Anyone who was anyone in York around 2006 would have found themselves, at some point, in the Train Poetry corner at the National Railway Museum. Here , at the giddying heights of mid-noughties Yorkshire tech, you could press a selection of three buttons, put on a greasy black headset, and spend a few minutes in the company of a locomotive-themed poem. Toot toot!
This is where I stood listening to Night Mail, by Auden. I was probably feeling a little smug, because it was a poem that I had already heard the previous year, at the advanced age of 5. Dad, in the dual role of literature academic / father, had read me some of the best bits of Auden’s poem, and told me about the real system of night trains. After this, we would send ‘Night Train’ letters each evening before I went to bed, and I can remember staring at the ceiling imagining the pages trundling away along the tracks: ‘Down towards Glasgow she descends’ is pretty far away from suburban Birmingham when even a walk to the post-box is a stretch for small legs.
It’s possible that we didn’t actually send the letters. I remember one flying off to Hull, for my Grandad, and one to Darlington, for my 7-year-old cousin Lucy (now 22), but I think that halfway through the week Dad switched to ‘Night Train Emails’, i.e. him sending work emails at 7pm and me watching, entranced. (Regular e-mail sending still wasn’t a big thing in our house in 2005). He also omitted to mention that the Night Train didn’t carry the post anymore, leaving me to happily believe until around two years ago that all letters were still transported by rail.
This poem was my first real engagement with poetry, and it’s a fantastic place to start if you want to have a bit of fun with the form. Read out loud, the stanzas move at such a pace you can hear the whistle of the pistons, the high-pitched hoot of the horn, the slow thick chug of steam. It whizzes you past the Scottish, in a blur of images: ‘Letters to Scotland from the South of France / Letters of condolence to Highlands and Lowlands’, drops you in the quiet homes of private lives : ‘In the farm she passes no one wakes / But a jug in a bedroom gently shakes’, and revels in the great lattice of love and despair the post carries and is carried by: ‘The chatty, the catty, the boring, the adoring,/ The cold and official and the heart’s outpouring,’
Just as the strangeness of e-mail had intrigued me, strange too now is the world that Auden conjures.
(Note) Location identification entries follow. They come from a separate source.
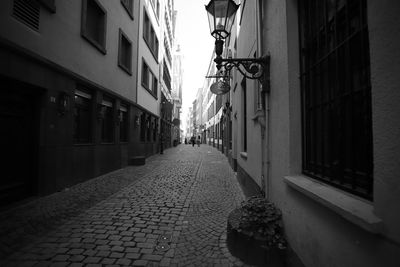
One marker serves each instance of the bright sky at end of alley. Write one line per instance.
(197, 45)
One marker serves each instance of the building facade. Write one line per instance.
(320, 138)
(75, 99)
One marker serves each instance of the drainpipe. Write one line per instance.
(263, 117)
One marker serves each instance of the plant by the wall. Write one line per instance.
(261, 220)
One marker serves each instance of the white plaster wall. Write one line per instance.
(320, 236)
(59, 40)
(384, 33)
(144, 98)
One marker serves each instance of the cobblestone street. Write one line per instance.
(170, 212)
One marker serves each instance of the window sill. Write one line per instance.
(349, 207)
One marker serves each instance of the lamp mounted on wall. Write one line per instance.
(221, 16)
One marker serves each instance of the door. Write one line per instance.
(18, 142)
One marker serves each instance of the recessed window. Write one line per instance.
(128, 5)
(107, 120)
(336, 94)
(82, 117)
(149, 80)
(123, 123)
(166, 76)
(143, 127)
(145, 75)
(149, 35)
(155, 126)
(125, 53)
(94, 24)
(155, 85)
(148, 128)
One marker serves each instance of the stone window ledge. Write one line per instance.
(349, 207)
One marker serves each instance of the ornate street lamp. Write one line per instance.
(221, 16)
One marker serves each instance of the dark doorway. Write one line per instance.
(18, 141)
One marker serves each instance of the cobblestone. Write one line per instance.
(170, 212)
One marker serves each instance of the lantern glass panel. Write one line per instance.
(221, 15)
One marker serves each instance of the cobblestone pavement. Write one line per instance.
(170, 212)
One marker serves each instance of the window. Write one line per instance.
(27, 12)
(158, 9)
(155, 86)
(143, 127)
(166, 76)
(244, 106)
(82, 117)
(336, 94)
(93, 26)
(155, 126)
(150, 36)
(128, 5)
(149, 80)
(123, 123)
(125, 53)
(145, 75)
(148, 125)
(146, 27)
(107, 120)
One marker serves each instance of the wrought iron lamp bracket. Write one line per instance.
(251, 68)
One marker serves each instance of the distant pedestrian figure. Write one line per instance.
(192, 140)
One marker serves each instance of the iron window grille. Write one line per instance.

The train he depicts, which pushes on with such force, ‘Towards the steam tugs yelping down a glade of cranes’, would crawl along slowly now; and the flurry of letters, whose quick poetic delivery to the reader reflects the excitement stoked by these engines, is nothing in comparison to the instantaneous messaging to which we have become accustomed. Far from the heady days of these gleaming machines, now the Night Train would be considered quaint, an inefficient novelty. So time passes, and excitement abates as expectations expand.
In spite of the constant delays and cancellations and overcrowded carriages, in South America I actually missed the trains here: the solidity of travel, and watching the countryside blur past, a canvas of browns and greens and blues and (mainly) greys. The prospect of being met on the platform, transported from a goodbye hug on one platform to a wool-coated welcome on the next. Even weak tea in a cold waiting room feels like holding a felted hand: familiarity. Now, en route to Cambridge and London (via, joy of joys, Stevenage), I am enjoying the jolting journey just as much as I look forward to the destination.